Do politics and caricature make for the perfect union? To mark 200 years since the death of master caricaturist James Gillray, the Ashmolean presents Love Bites, a new exhibition of his work. SOPHIE COULOMBEAU examines Gillray's influence and the modern age of political coalition.

The Gout, 1799

What place is there in politics - and in political satire - for love?

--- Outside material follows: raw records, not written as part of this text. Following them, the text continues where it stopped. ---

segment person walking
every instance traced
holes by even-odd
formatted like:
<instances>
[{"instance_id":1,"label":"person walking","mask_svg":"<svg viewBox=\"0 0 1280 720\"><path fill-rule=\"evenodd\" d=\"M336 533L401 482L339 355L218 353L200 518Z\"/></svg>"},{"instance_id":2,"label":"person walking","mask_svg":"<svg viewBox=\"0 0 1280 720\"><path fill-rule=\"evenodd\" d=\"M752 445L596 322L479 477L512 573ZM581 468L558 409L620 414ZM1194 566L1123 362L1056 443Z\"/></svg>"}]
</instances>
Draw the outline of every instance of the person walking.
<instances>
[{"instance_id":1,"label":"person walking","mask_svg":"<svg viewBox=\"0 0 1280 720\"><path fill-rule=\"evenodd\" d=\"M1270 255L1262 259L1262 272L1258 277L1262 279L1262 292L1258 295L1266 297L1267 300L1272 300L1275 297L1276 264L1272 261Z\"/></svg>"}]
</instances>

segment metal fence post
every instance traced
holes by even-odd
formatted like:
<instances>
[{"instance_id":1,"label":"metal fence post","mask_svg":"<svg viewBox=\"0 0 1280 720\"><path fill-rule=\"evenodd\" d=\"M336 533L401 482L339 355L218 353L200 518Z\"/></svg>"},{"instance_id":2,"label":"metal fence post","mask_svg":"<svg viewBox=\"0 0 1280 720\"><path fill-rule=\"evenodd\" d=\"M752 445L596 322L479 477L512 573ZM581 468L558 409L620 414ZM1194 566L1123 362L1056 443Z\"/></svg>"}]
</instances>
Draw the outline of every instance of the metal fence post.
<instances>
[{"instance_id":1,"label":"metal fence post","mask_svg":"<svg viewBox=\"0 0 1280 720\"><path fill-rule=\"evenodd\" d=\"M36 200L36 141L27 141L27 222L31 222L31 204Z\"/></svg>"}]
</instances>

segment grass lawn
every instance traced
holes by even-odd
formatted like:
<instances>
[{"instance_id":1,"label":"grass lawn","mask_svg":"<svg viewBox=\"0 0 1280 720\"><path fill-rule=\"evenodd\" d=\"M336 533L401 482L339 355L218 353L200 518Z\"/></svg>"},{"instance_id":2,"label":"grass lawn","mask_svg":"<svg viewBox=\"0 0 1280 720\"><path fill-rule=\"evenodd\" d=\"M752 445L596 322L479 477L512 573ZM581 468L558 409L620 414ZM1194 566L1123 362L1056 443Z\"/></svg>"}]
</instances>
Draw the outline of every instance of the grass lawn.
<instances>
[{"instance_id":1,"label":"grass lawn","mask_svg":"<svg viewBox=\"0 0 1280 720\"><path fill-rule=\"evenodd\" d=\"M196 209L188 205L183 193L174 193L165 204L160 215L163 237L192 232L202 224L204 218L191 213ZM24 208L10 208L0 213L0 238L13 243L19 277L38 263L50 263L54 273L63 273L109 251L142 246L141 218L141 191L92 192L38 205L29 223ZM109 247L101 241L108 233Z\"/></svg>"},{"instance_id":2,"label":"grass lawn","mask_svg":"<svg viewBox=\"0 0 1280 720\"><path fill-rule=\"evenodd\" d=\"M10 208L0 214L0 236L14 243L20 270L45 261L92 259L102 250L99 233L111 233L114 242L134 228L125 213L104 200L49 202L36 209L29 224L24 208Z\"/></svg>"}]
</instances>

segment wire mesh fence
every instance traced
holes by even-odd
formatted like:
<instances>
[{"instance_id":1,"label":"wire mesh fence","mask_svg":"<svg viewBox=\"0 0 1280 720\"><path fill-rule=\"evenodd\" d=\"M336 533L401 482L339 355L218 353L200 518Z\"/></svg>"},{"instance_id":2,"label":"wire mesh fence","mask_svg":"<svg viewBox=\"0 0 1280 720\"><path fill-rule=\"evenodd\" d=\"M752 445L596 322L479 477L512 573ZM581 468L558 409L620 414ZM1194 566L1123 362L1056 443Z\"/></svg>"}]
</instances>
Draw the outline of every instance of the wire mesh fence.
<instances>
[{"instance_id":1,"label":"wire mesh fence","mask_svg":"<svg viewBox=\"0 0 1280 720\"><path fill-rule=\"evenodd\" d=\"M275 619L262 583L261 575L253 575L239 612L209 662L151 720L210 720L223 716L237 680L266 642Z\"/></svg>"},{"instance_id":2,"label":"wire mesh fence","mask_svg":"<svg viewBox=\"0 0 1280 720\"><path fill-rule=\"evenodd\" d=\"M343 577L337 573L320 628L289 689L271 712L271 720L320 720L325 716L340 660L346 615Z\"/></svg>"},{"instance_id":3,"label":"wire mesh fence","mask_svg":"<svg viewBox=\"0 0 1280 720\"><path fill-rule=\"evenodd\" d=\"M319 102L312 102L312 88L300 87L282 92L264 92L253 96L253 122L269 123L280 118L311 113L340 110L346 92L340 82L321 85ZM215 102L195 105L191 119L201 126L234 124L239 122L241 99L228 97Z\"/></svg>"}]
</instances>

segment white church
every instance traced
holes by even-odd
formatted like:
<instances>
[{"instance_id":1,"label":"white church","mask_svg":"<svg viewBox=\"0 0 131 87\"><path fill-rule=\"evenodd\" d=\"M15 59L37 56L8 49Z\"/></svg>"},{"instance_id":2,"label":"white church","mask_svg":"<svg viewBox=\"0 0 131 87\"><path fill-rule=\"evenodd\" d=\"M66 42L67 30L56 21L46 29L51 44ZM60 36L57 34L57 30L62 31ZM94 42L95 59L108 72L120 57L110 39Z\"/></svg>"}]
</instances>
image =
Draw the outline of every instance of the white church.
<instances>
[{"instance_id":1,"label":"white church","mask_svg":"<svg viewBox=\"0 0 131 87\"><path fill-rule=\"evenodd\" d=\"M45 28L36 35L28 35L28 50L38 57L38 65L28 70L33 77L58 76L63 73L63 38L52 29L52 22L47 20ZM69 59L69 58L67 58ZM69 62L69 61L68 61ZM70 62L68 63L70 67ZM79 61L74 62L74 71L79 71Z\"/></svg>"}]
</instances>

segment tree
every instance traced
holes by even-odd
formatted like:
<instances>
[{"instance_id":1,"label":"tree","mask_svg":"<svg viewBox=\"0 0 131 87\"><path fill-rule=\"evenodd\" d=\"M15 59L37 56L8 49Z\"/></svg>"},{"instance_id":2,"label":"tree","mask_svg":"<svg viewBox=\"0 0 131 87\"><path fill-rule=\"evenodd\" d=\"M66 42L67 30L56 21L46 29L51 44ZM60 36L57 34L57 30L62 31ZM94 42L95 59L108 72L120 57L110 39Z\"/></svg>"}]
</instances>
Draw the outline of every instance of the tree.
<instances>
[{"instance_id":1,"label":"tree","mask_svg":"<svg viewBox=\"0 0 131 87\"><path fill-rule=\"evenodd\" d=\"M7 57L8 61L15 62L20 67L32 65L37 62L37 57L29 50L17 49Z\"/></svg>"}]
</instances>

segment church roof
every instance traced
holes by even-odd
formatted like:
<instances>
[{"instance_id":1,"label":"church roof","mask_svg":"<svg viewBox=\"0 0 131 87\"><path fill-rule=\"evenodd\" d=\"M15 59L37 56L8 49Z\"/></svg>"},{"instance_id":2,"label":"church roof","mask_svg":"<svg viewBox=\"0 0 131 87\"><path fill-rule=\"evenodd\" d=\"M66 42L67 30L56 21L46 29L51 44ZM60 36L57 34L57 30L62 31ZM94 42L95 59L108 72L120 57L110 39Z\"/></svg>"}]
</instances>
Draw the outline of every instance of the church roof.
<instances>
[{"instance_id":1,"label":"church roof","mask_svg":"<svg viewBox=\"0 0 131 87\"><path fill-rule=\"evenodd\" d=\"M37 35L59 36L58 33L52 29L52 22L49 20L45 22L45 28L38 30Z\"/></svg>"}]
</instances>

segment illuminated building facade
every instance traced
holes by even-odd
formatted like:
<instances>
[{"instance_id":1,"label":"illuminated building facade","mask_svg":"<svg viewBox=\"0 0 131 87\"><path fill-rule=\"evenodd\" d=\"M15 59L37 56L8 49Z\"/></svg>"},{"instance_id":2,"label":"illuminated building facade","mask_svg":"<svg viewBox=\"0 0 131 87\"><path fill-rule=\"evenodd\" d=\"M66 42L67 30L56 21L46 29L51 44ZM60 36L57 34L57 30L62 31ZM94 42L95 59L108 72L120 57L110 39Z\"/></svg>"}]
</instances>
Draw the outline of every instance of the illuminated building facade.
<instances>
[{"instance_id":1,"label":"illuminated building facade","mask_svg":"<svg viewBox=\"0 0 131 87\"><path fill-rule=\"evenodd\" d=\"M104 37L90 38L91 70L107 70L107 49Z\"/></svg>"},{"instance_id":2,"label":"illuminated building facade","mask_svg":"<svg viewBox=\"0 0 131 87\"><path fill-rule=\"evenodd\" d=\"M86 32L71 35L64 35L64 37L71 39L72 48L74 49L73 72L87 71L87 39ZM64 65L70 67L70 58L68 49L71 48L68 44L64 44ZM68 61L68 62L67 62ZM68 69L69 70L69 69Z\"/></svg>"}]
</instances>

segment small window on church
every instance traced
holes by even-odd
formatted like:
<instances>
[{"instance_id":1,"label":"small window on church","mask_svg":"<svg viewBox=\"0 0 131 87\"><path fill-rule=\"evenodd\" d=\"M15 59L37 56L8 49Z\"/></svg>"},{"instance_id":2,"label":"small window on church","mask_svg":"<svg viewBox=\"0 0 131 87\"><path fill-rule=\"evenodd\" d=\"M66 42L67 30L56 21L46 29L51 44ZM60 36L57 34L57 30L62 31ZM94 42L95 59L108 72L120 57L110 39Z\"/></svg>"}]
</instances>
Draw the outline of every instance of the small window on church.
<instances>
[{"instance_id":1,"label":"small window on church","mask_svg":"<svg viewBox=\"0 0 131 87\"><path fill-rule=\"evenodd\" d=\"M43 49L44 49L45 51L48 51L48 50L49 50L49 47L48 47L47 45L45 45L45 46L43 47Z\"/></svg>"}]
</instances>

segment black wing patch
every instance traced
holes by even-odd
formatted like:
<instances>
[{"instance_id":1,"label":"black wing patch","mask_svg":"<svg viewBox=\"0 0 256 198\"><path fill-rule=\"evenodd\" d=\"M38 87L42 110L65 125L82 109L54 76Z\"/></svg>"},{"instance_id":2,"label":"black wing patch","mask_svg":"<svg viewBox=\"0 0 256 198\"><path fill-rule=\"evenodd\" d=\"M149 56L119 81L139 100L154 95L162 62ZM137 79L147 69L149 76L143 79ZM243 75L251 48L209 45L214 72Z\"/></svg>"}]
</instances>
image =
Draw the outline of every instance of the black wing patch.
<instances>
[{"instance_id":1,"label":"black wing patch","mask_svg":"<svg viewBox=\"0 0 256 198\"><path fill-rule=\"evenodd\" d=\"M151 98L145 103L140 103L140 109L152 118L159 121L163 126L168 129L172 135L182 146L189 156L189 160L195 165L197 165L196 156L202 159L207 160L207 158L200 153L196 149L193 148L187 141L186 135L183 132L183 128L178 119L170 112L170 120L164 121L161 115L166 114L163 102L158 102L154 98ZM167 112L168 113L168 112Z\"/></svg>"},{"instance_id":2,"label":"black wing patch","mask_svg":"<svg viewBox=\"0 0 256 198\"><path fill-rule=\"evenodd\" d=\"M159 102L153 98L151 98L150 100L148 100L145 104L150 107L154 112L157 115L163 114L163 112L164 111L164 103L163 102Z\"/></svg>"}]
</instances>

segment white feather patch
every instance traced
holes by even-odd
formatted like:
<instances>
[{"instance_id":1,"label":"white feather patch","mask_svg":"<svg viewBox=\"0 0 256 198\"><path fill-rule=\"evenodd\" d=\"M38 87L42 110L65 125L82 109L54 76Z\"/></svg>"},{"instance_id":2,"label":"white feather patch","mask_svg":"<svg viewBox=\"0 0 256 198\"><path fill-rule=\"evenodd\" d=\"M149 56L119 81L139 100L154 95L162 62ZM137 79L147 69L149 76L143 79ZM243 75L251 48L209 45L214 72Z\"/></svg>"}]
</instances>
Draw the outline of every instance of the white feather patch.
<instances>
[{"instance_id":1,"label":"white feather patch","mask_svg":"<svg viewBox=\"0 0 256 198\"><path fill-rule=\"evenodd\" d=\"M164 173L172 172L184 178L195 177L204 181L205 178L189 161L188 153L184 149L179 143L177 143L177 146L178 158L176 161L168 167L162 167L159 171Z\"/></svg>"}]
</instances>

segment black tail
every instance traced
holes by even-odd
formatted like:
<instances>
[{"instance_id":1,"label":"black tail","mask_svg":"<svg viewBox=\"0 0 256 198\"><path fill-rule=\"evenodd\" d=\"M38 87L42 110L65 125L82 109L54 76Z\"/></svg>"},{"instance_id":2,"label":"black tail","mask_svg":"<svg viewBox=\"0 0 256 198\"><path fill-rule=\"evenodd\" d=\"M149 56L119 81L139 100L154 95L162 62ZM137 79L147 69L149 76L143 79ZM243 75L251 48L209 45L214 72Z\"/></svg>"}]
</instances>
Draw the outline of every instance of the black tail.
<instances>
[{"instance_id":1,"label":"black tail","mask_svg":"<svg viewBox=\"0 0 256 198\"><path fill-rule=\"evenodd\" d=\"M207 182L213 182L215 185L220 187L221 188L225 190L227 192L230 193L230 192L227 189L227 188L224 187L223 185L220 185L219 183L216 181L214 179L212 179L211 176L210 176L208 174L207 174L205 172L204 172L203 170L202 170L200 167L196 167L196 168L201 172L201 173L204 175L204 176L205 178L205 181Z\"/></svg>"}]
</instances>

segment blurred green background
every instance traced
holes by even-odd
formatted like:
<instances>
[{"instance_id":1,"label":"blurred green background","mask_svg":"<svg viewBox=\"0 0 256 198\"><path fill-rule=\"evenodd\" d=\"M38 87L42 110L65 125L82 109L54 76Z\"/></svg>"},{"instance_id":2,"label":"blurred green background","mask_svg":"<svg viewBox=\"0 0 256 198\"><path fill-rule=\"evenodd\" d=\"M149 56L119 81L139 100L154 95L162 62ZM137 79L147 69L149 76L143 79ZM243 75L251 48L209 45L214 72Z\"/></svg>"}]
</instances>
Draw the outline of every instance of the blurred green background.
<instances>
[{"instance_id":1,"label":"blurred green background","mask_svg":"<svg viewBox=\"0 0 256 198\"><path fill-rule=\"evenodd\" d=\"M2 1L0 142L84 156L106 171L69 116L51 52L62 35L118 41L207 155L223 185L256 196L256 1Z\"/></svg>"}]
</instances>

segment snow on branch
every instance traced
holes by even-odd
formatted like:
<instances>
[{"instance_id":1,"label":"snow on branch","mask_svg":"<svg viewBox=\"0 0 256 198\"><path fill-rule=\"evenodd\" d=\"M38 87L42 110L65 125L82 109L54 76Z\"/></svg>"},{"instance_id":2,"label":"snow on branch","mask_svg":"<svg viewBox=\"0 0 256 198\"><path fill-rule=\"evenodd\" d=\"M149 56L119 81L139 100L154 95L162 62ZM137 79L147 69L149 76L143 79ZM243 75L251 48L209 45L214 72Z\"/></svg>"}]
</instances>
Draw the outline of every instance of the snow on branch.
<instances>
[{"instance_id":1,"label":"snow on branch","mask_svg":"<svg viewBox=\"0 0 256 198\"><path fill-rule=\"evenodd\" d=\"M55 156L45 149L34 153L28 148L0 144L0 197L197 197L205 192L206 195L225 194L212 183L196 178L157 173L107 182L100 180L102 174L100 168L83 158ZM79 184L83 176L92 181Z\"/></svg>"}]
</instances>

It feels like an apt moment to ask the question.

The touchy-feely press conference with David Cameron and Nick Clegg in the Downing Street rose garden in 2010 provided the iconic image of the ConDem alliance – and was ruthlessly pilloried by some sections of the press.

The Trident is Confirmed, or Design for a Naval Pillar 1800

As polls predict another coalition Government after the election on 7 May, caricaturists continue to busy their pencils with portrayals of expedient love-ins. From Cameron kissing a frog-like Nigel Farage to Ed Miliband nestling in Nicola Sturgeon’s cleavage, voters are already being inundated with images of future pragmatic partnerships.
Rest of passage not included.